Avanços e polêmicas em um mês de Assembleia Constitucional no Chile

Sylvia Colombo

A Assembleia Constitucional do Chile tomou posse há um mês, e vem colecionando avanços, conflitos com o governo e divisões internas. Os legisladores têm um prazo estabelecido para redigir e apresentar a nova Carta –nove meses, prorrogáveis por mais três. Depois disso, o texto será votado num plebiscito vinculante. Só aí o país poderá, ou não, despedir-se da atual Constituição, que foi promulgada durante a ditadura Pinochet.

Empolgados no princípio, os chilenos mostram agora certo desânimo com relação ao processo constitucional. Segundo pesquisa da Activa, o apoio ao trabalho da Assembleia Nacional caiu quatro pontos percentuais desde que o órgão começou a funcionar. Além disso, 40% dos chilenos afirmam que tem confiança de que os trabalhos seguem num bom caminho, 26% confiam parcialmente, e 34% não confiam absolutamente nada.

O instituto Cadem também registrou uma queda. De 63% de confiança no início de julho, logo após a instalação da Assembleia Constituinte, para 51%, trinta dias depois.

O desgaste é lógico, uma vez que as necessidades manifestadas nos protestos que ocorreram desde outubro de 2019 requeriam uma resposta rápida a questões urgentes, como acesso a saúde, educação e aposentadorias melhores, além de um país com mais oportunidades para os jovens e a desconstrução dos pilares do neoliberalismo chileno. Era evidente que a transformação desejada não aconteceria rápido. O mais provável, aliás, é que a transformação do país não satisfaça a todos e que nem todas as bandeiras de mudança passem pelo crivo da maioria de dois terços de legisladores –condição para que um artigo seja aprovado. Além disso, o processo é longo e há muitos que não querem ou não podem esperar, pois a pandemia do coronavírus agravou a situação dos mais vulneráveis.

Composto por 155 legisladores e com uma maioria de independentes, o órgão teve de começar do zero. Portanto, os primeiros avanços deste mês foram a instalação de um regulamento para as sessões e a formação das comissões para tratar cada assunto. Foram 13 sessões com todos os legisladores presentes e mais de 115 votações. Os legisladores reclamaram das condições do palácio Pereira, designado pelo governo como sede dos trabalhos. Várias sessões foram atrasadas ou canceladas por conta de internet falha e da falta de condições sanitárias para o funcionamento das diversas salas em que os representantes trabalham, para evitar aglomerações.

A primeira polêmica foi instalada por Elisa Loncón, a professora universitária e linguista de origem mapuche que foi eleita presidente do órgão. Loncón vem pedindo a libertação de manifestantes presos desde o início dos protestos, assim como a de indígenas mapuche que estão condenados por delitos durante a luta por suas terras, um conflito que há anos afeta o sul do país.

A atitude de Loncón foi criticada pela direita, que crê que ela não tem autoridade sobre temas relacionados à política do atual governo. Alguns parlamentares da aliança de direita Vamos por Chile levaram à comissão de ética da Assembleia um pedido para que Loncón retire suas palavras e que seja advertida por manifestar sua opinião sobre decisões do Executivo e do Judiciário chilenos.

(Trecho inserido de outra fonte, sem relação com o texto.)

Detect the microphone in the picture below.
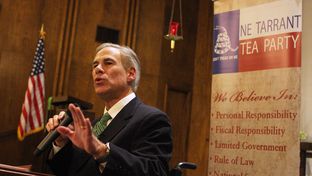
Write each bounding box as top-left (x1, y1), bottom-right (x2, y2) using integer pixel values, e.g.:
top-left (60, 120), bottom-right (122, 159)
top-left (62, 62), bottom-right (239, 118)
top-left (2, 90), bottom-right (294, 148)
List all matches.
top-left (33, 110), bottom-right (73, 156)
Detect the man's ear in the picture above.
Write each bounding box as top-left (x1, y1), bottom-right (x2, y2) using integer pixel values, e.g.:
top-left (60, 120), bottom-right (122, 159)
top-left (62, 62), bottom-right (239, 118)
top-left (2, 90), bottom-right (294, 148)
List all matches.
top-left (127, 67), bottom-right (136, 82)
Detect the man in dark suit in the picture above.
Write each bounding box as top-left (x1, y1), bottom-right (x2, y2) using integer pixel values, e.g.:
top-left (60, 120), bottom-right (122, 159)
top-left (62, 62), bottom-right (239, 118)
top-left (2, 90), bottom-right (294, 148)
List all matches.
top-left (46, 43), bottom-right (172, 176)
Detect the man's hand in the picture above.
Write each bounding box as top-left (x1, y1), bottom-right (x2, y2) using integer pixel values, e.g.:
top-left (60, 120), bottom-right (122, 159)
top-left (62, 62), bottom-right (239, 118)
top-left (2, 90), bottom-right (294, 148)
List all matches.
top-left (56, 104), bottom-right (107, 158)
top-left (46, 111), bottom-right (69, 147)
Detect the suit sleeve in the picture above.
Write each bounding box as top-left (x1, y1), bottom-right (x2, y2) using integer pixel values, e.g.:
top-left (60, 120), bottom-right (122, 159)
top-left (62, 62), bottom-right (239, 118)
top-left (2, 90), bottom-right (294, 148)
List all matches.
top-left (104, 112), bottom-right (172, 176)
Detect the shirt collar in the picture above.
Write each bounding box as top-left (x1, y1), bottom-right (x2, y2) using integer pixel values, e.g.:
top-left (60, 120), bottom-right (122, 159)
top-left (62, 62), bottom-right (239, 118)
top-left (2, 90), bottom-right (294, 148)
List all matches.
top-left (104, 92), bottom-right (136, 119)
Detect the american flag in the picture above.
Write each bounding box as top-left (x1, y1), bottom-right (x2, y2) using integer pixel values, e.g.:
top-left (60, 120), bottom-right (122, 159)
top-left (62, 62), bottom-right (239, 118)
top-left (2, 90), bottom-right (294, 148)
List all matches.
top-left (17, 36), bottom-right (45, 141)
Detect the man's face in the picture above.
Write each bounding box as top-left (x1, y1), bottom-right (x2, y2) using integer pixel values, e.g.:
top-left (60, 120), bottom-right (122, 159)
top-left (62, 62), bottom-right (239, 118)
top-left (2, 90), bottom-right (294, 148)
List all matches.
top-left (92, 47), bottom-right (132, 100)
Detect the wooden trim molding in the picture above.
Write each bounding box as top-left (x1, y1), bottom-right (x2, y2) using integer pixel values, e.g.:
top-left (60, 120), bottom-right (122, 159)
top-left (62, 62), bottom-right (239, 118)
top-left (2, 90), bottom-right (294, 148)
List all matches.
top-left (53, 0), bottom-right (80, 96)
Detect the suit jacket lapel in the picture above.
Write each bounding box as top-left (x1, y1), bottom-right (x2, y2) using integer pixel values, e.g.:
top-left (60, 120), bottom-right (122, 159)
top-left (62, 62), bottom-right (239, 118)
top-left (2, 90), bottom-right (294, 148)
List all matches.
top-left (77, 98), bottom-right (140, 172)
top-left (99, 98), bottom-right (139, 142)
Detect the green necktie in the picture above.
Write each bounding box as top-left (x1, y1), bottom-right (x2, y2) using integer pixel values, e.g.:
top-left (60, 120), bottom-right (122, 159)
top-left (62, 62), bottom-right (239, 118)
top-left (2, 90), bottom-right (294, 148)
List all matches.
top-left (92, 113), bottom-right (112, 137)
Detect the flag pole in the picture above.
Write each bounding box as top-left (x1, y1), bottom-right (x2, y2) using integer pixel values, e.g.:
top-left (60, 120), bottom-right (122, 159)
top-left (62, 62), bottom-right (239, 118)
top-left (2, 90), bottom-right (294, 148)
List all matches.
top-left (39, 24), bottom-right (46, 40)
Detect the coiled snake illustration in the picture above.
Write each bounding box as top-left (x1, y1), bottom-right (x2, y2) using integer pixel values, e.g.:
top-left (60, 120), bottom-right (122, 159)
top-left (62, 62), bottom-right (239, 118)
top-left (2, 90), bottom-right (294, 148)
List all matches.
top-left (214, 26), bottom-right (238, 54)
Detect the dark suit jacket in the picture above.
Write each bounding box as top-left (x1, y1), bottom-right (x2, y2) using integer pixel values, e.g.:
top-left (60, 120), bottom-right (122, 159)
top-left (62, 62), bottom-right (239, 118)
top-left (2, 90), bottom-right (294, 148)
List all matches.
top-left (49, 98), bottom-right (172, 176)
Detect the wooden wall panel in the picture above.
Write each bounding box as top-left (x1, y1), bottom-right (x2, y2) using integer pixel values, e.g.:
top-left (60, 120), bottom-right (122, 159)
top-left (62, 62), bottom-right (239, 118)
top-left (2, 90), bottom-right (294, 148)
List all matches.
top-left (135, 0), bottom-right (166, 108)
top-left (165, 86), bottom-right (191, 168)
top-left (64, 0), bottom-right (128, 116)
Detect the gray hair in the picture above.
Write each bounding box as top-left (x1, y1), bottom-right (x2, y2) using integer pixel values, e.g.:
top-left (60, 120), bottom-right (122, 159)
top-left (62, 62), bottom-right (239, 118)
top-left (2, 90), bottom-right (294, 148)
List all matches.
top-left (96, 43), bottom-right (141, 92)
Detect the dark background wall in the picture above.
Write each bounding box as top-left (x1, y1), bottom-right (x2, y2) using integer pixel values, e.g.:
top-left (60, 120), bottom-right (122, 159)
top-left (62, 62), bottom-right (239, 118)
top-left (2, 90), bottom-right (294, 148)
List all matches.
top-left (0, 0), bottom-right (213, 175)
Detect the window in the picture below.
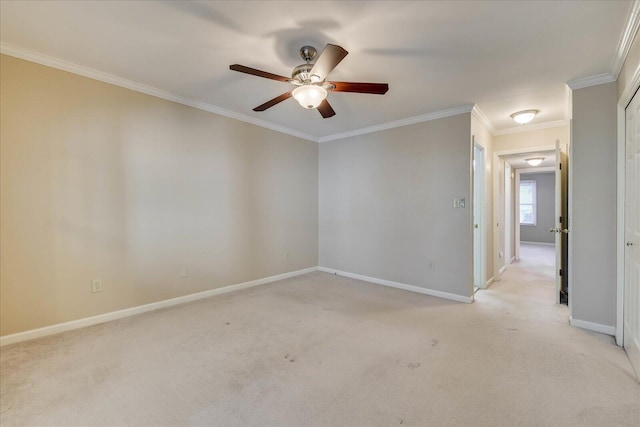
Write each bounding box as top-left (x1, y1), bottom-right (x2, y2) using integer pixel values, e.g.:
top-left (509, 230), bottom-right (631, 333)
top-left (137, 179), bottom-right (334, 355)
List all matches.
top-left (520, 180), bottom-right (536, 225)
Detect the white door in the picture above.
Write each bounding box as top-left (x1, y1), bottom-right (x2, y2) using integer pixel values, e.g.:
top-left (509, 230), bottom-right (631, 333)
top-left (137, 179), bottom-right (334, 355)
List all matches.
top-left (473, 143), bottom-right (486, 288)
top-left (623, 95), bottom-right (640, 375)
top-left (549, 140), bottom-right (569, 304)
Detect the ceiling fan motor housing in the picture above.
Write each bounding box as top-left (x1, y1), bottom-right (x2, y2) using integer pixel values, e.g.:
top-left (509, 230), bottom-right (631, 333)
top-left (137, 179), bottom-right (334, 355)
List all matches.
top-left (291, 64), bottom-right (320, 84)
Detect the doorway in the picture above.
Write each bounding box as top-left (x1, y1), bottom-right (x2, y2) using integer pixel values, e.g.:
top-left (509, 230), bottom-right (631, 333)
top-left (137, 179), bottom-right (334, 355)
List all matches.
top-left (493, 145), bottom-right (569, 303)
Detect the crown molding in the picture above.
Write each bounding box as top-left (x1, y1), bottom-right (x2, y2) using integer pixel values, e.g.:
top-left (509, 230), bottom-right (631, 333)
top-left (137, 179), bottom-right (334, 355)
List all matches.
top-left (611, 0), bottom-right (640, 80)
top-left (495, 120), bottom-right (569, 136)
top-left (0, 43), bottom-right (318, 142)
top-left (471, 105), bottom-right (496, 136)
top-left (318, 104), bottom-right (473, 142)
top-left (567, 73), bottom-right (616, 90)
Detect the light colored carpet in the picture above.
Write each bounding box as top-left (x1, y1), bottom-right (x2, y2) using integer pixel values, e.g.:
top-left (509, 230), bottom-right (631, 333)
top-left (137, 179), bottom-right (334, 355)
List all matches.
top-left (0, 261), bottom-right (640, 426)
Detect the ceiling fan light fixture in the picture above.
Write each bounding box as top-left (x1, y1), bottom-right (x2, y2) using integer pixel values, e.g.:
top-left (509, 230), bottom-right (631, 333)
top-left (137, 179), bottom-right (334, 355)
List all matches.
top-left (524, 157), bottom-right (544, 167)
top-left (292, 85), bottom-right (327, 110)
top-left (511, 110), bottom-right (539, 125)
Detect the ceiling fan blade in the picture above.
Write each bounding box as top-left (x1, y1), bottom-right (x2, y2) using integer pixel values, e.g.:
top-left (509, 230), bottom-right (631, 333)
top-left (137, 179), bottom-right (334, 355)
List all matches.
top-left (253, 91), bottom-right (291, 111)
top-left (229, 64), bottom-right (291, 83)
top-left (310, 44), bottom-right (349, 81)
top-left (318, 99), bottom-right (336, 119)
top-left (329, 82), bottom-right (389, 95)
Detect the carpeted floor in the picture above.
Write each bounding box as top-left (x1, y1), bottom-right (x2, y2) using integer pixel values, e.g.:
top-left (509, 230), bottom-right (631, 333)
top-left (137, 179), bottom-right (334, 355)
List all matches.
top-left (0, 257), bottom-right (640, 426)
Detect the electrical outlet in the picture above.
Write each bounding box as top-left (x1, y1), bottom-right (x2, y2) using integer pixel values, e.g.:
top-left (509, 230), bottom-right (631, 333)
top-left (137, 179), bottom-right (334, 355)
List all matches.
top-left (91, 280), bottom-right (102, 294)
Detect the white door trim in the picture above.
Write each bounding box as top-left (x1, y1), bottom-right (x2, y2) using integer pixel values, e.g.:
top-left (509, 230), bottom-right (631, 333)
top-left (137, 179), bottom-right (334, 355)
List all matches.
top-left (471, 139), bottom-right (487, 288)
top-left (616, 52), bottom-right (640, 347)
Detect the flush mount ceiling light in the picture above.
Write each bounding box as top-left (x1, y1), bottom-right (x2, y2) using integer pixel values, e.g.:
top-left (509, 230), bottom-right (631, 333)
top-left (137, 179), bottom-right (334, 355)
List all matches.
top-left (524, 157), bottom-right (544, 166)
top-left (511, 110), bottom-right (539, 125)
top-left (291, 84), bottom-right (327, 110)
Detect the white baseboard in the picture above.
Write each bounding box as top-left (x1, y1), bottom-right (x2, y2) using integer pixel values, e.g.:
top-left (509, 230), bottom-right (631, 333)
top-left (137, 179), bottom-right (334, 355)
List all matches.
top-left (569, 317), bottom-right (616, 336)
top-left (0, 267), bottom-right (318, 347)
top-left (520, 240), bottom-right (556, 246)
top-left (318, 267), bottom-right (473, 304)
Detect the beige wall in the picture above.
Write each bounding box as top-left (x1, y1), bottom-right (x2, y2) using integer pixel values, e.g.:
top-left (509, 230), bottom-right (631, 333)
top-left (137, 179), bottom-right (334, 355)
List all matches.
top-left (493, 126), bottom-right (569, 152)
top-left (471, 114), bottom-right (496, 282)
top-left (319, 113), bottom-right (472, 297)
top-left (0, 55), bottom-right (318, 335)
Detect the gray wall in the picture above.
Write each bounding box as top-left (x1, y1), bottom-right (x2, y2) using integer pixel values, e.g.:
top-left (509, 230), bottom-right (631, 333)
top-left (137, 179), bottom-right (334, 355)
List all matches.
top-left (319, 114), bottom-right (472, 297)
top-left (520, 172), bottom-right (556, 243)
top-left (569, 82), bottom-right (617, 326)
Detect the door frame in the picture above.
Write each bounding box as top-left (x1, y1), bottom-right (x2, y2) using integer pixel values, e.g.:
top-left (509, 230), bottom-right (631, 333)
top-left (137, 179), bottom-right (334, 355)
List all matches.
top-left (513, 166), bottom-right (558, 260)
top-left (491, 146), bottom-right (556, 275)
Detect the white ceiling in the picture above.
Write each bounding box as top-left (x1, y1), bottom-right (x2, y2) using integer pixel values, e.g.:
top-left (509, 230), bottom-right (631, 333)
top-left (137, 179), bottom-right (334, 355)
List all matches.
top-left (500, 150), bottom-right (556, 172)
top-left (0, 0), bottom-right (632, 140)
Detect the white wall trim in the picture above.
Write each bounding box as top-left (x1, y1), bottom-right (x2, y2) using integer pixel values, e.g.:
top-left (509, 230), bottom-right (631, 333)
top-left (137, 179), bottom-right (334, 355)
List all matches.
top-left (616, 105), bottom-right (627, 347)
top-left (471, 105), bottom-right (496, 136)
top-left (569, 316), bottom-right (616, 336)
top-left (611, 0), bottom-right (640, 80)
top-left (318, 267), bottom-right (473, 304)
top-left (0, 267), bottom-right (318, 347)
top-left (494, 120), bottom-right (569, 136)
top-left (520, 240), bottom-right (556, 247)
top-left (318, 104), bottom-right (473, 142)
top-left (567, 73), bottom-right (616, 90)
top-left (618, 60), bottom-right (640, 110)
top-left (0, 43), bottom-right (474, 142)
top-left (0, 43), bottom-right (318, 142)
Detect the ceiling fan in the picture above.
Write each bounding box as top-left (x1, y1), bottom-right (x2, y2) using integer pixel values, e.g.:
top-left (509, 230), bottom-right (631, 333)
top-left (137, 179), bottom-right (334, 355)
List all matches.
top-left (229, 44), bottom-right (389, 119)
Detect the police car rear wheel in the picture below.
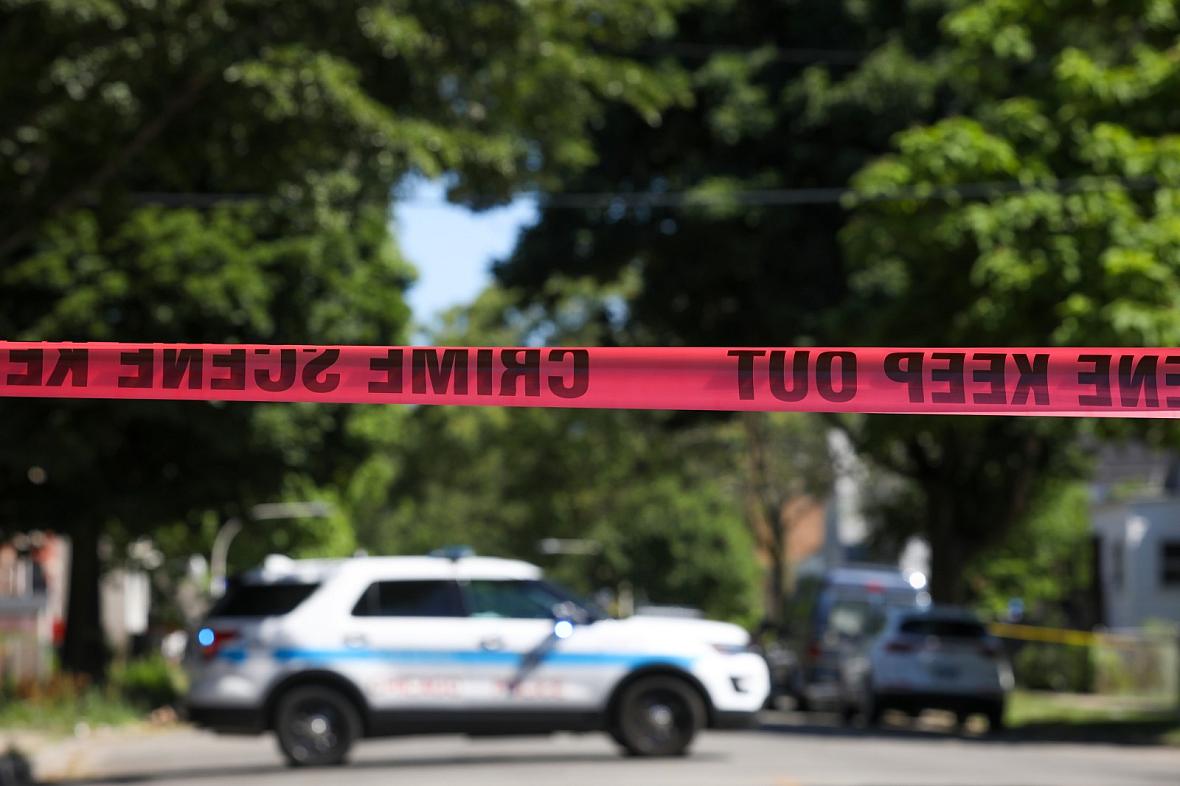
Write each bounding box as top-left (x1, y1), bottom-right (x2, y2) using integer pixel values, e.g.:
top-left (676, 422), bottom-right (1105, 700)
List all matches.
top-left (275, 686), bottom-right (361, 767)
top-left (611, 676), bottom-right (704, 756)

A segunda polêmica se deu pela escolha de um ex-comandante da marinha como integrante da Comissão de Direitos Humanos. O legislador Jorge Arancibia esteve adiante da força entre 1997 e 2001 e, no passado, entre 1980 e 1982, trabalhou de modo próximo a Pinochet. Seu nome causa divisão na assembleia por ele ter uma opinião bastante firme com relação aos ex-repressores da ditadura, que cumprem prisão na prisão especial de Punta Peuco. Arancibia defende que suas penas sejam anistiadas ou minimizadas. Sua indicação para a comissão foi feita pelos legisladores de direita da AC e não tem nada de irregular. Porém, incomodou a grupos de defesa de direitos humanos e a esquerda.

Outro obstáculo a ser enfrentado pelos que redigem a nova Carta é não deixar que suas decisões sejam politizadas ou utilizadas como material de campanha, uma vez que o país já vive em clima de sucessão presidencial. O substituto de Piñera será escolhido em novembro deste ano. Os pré-candidatos com mais chances pertencem a uma nova geração de políticos: o esquerdista Gabriel Boric, o direitista Sebastián Sichel, e a centrista Yasna Provoste.

A primeira pesquisa com esses nomes, da Cadem, dão um empate na liderança, entre Boric e Sichel, com 24% cada um, seguidos por Provoste, com 13%. Outros treze nomes concorrem por siglas menores.